It would make a great Ph.D. dissertation to figure out empirically what the cause is, but I don't think it will happen! Let me know if you are successful. I hope you will be!


----------



## Tija (Dec 26, 2011)

I use white clay(clay powder&water) near the eyes, clay absorb tears and doesn't let them go to hair. Only you need to put and put clay all the time if many tears several times a day but it really work! Brown hair you can paint with natural hair colour and keep white face with clay.

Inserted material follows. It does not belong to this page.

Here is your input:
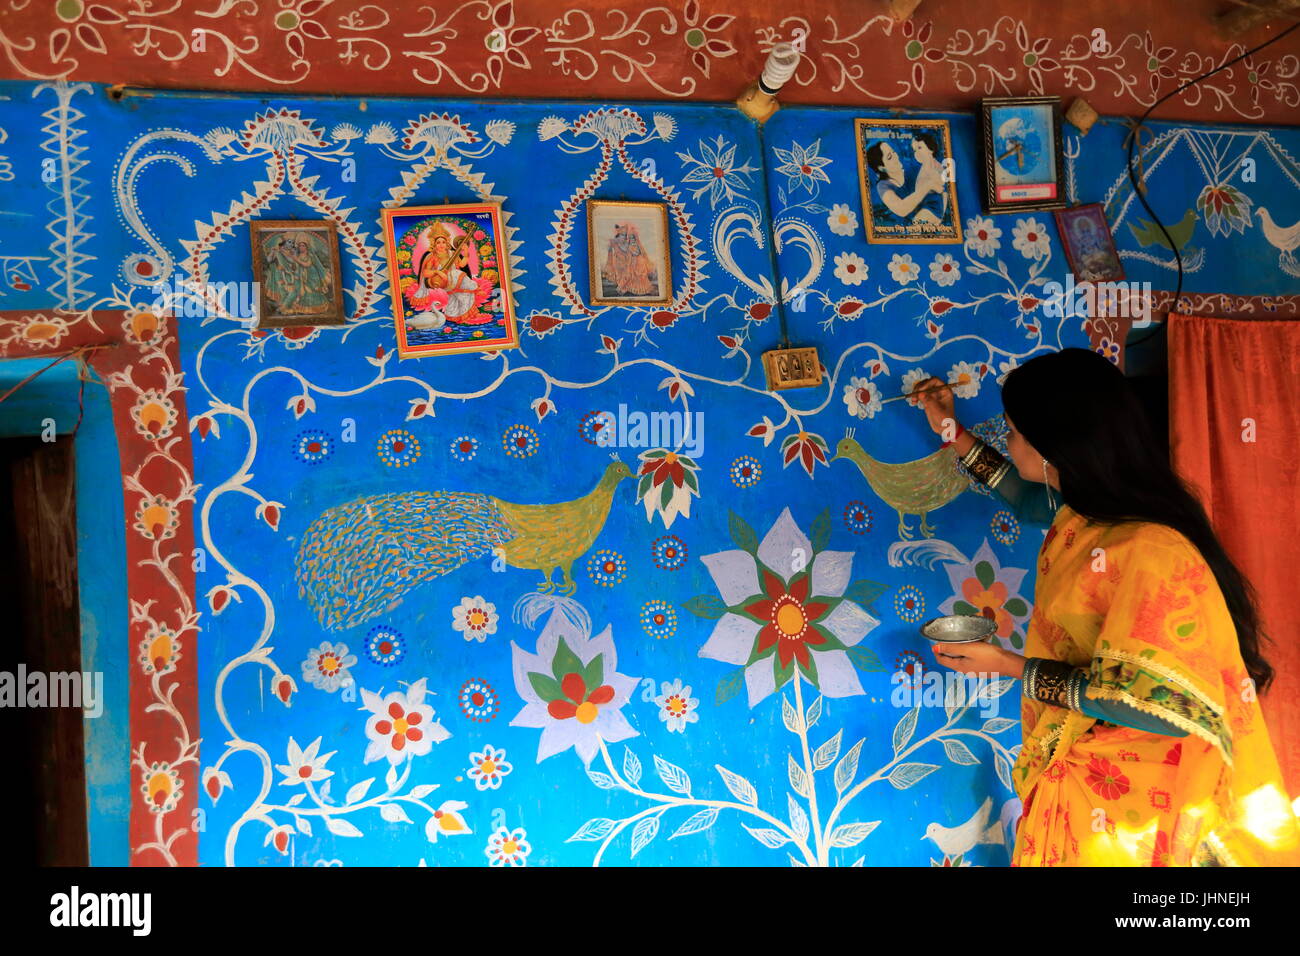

I noticed my girl tearing only in the garden or when she is not at home I think because of dust or wind also could be because of water I will try water from shop I heard it help some dogs.


----------



## Isobel (Aug 7, 2012)

Thanks for all of the replies, she is nearly four months old and she eats and drinks from shallow stainless steel puppy dishes.i am feeding her royal canin at the moment but she is definately teething as she will have a sneaky chew on anything she can find!
We have decided to call her Lola and I will post some pics as soon as I work out how to upload them from iPhone or iPad.


----------



## lmillette (Apr 23, 2012)

Isobel said:


> Thanks for all of the replies, she is nearly four months old and she eats and drinks from shallow stainless steel puppy dishes.i am feeding her royal canin at the moment but she is definately teething as she will have a sneaky chew on anything she can find!
> We have decided to call her Lola and I will post some pics as soon as I work out how to upload them from iPhone or iPad.


 
Here is the thread on how to post pictures from the App. Hope this helps!

http://spoiledmaltese.com/forum/77-...l-about-sms-mobile-app-picture-tutorials.html


----------



## edelweiss (Apr 23, 2010)

Lola, welcome! Can't wait to see your face!


----------



## luckylacy (Aug 7, 2012)

Where do u buy the Spa Lavish at? I think ill try that next.


----------